Ad studeerde Nederlands en werd leraar in dat vak. Na enkele jaren lesgeven vond hij zijn roeping: Ad werd schilder. Hij was het natuurlijk altijd al geweest. Hij begon figuratief en wie meer wil weten over zijn artistieke ontwikkeling kan op zijn site (www.advanhoof.nl) kijken. Ook is daar veel meer biografische informatie te vinden, naast het nodige over zijn werk, zijn opvattingen, zijn tentoonstellingen.
Waar het mij nu om gaat, is de mens Ad van Hoof. Ik heb hem niet lang gekend, zo’n kleine 10 jaar waren het. Wanneer we elkaar ontmoetten, spraken we over literatuur, over kunst, over het leven, terwijl we de maaltijd gebruikten en terwijl we samen dronken. Soms maakten we ons druk over wat er allemaal fout ging in de wereld, waarbij Ad veel vergevingsgezinder was dan ik. Telkens nam ik me voor daarvan iets te leren, maar dat bleek makkelijker gezegd dan gedaan. Van al zijn verhalen over zijn ontmoetingen, zijn leven, zijn liefdes, zijn zonen, zijn reizen en zijn kunst is mij er eentje boven alles bijgebleven. Ad was op de fiets naar Frankrijk geweest. Hij belandde in Brioude. Ik ken die heuvelachtige streek en ik weet dat het er niet gemakkelijk fietsen is. Toen ik dat zei, beaamde hij dat, met zo’n karakteristiek knikken van zijn hoofd waarmee hij aangaf dat het buitengewoon lastig was geweest, maar toch eigenlijk niet de moeite van het noemen waard en dat mijn interruptie hem onnodig afleidde van waar het hem echt om ging.

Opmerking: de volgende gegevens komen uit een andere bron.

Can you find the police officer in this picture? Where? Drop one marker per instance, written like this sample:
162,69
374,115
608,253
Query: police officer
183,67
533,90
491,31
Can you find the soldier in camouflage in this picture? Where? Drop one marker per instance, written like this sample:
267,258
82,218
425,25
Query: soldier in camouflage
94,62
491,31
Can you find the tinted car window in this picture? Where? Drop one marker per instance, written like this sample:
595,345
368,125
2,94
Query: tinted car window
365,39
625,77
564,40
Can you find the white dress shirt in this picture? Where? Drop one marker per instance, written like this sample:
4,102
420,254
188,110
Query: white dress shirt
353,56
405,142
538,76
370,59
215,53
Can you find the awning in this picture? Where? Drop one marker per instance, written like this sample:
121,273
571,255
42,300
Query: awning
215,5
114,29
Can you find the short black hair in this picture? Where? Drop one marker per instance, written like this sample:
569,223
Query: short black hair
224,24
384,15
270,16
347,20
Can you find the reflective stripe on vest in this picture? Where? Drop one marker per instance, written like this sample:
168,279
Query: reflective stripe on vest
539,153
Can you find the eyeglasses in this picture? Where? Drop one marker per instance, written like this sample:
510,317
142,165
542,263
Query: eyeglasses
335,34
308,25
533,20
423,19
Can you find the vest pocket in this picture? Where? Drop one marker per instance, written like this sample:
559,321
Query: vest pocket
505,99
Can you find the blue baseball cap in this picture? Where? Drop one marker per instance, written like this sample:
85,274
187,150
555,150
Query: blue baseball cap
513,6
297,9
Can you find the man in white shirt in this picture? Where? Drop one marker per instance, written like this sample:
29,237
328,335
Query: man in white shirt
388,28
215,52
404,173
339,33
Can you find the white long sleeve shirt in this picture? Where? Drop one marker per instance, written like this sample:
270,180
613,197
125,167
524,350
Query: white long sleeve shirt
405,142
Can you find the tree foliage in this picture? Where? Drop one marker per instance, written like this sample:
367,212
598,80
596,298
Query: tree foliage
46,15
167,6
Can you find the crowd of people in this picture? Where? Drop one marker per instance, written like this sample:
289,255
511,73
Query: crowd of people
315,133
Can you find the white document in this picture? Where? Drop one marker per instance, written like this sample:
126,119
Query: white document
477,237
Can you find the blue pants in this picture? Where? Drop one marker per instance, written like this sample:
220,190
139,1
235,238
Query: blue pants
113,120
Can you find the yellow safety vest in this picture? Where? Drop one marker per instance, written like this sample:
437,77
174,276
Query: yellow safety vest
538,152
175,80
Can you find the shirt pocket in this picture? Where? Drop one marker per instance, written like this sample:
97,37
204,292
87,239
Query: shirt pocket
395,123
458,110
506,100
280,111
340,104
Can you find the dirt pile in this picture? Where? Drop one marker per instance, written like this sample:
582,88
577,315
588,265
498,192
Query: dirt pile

Hij vervolgde zijn verhaal. In de Basilique Saint-Julien de Brioude hing een houten beeld van Jezus, de leproos. Ik knikte. Ad zag dat ik de portee van zijn mededeling niet snapte. ‘Een houten afbeelding,’ herhaalde hij. Dat was zeer uitzonderlijk in de Middeleeuwen. Vrijwel altijd werd Jezus uit steen gebeiteld of in pleisterwerk uitgebeeld.
Maar wat het mooiste en indrukwekkendste was, vervolgde Ad, was de gelaatsuitdrukking van dat houten beeld. Hij kon er maar niet over uit hoe de onbekend gebleven kunstenaar erin geslaagd was tegelijkertijd lijden en mededogen had weten vast te leggen in het hout. De intense passie die Ad tentoonspreidde bij zijn pogingen in woorden te vatten wat zijn ogen hadden gezien, zal ik niet licht vergeten.
Een week voor zijn zelfgekozen dood zag ik hem voor het laatst. We zaten in mijn auto, keken voor ons uit en spraken met elkaar. Langer dan 10 minuten heeft het niet geduurd. Nabokov kwam ter sprake: ‘Het leven is een lichtflits tussen twee eeuwigheden duisternis’. Ik prijs me gelukkig dat ik zijn lichtflits heb mogen ervaren.